2. Temperature control during reagent storage is relaxed (conventional reagents cannot be frozen and must be stored with care).

3. Dry reagents are stable and can be stored for a longer period of time.

Using a dry immunoreagent with the above advantages, the dispersion state is optically measured in the process of redispersing the fine particles, and the subsequent agglutination reaction is carried out smoothly by controlling the stirring means, and the data obtained. This makes it possible to significantly improve reproducibility and reliability.

Furthermore, since the stirring time can be controlled to the minimum in the reagent dispersion process, it is possible to prevent a decrease in sensitivity and at the same time to shorten the measurement time. Furthermore, since the same stirring device can perform stirring in the reagent dispersion step and stirring in the reaction step, the device can be made smaller.

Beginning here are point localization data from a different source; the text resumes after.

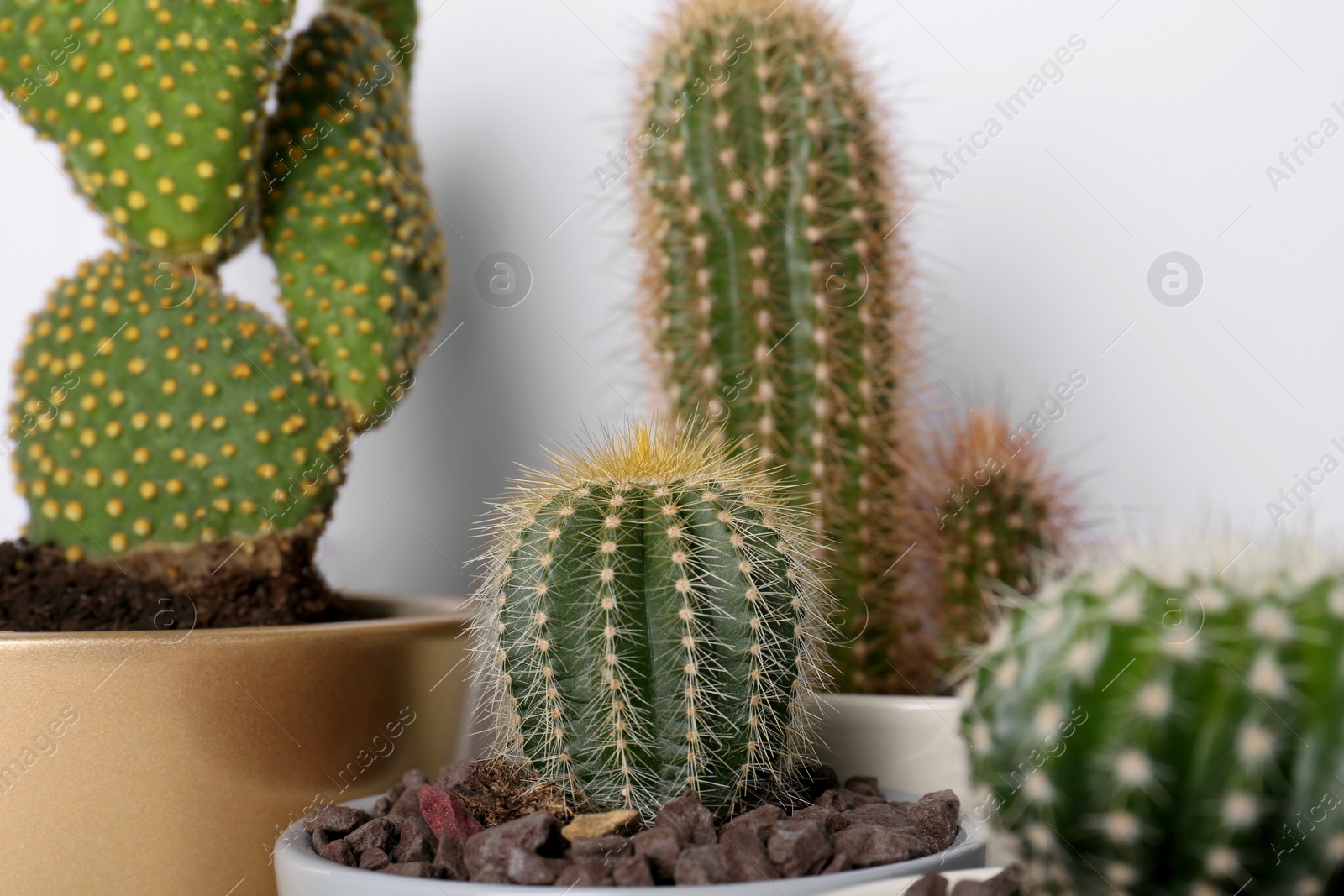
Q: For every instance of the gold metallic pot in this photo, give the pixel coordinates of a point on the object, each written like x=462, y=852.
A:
x=159, y=763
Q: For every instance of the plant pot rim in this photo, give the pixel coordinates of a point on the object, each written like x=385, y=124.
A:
x=895, y=700
x=302, y=872
x=398, y=611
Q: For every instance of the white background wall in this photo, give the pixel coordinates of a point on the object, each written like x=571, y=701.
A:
x=1034, y=258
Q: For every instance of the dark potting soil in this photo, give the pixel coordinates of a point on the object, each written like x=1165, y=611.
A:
x=42, y=591
x=440, y=831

[Brief explanation of the drawing]

FIG. 1 is a diagram schematically showing a typical example of an apparatus suitable for carrying out the method of the present invention, FIG. 2 is a diagram showing transmittance changes in each step, and FIG. It is a flowchart of the measurement method of this invention. In FIG. 1, 1... light source, 2... optical cell, 3
~5...Photodetector, 6...Half mirror 17...
Dispersion medium constant temperature bath, 8... Dispersion medium container, 9... Sample container, 10... Cell holder and constant temperature bath, 11... Stirring device (ultrasonic vibrator) with variable output, 12. ... Barcode, 13... Barcode reader, 14.
...Data processing device, 15...Control device for stirring device,
16...Display device, 17.18...Liquid feeding valve, 1
9...Liquid feeding tube No.

Claims (1)

[Claims] (1) Physically and/or chemically bind a substance that is immunologically active to the analyte in the specimen to the surface of the solid fine particles, and transfer the specimen to the bound immunologically active substance in a liquid medium. A device for chemically measuring the degree of aggregation of a reaction mixture generated by reacting in a sample, the device comprising: (i) physically and/or physically adding a substance immunologically active to the analyte in the sample to the surface; means for fixing a measurement cell containing chemically bonded and dried solid fine particles (hereinafter referred to as dry reagent fine particles); (ii) means for injecting a dispersion medium into the measurement cell; (iii) a means for injecting a sample into the measurement cell. (iv) Stirring means for stirring the contents of the measuring cell; (V) Means for switching the stirring capacity of the stirring means; (Vi) Optically measuring the degree of aggregation of the contents in the measuring cell. (vii) means for controlling the continuation or stop of stirring from optical measurement data obtained from the dispersion state of dry reagent fine particles in the dispersion medium in the stirred measurement cell. A device for measuring immunologically active substances.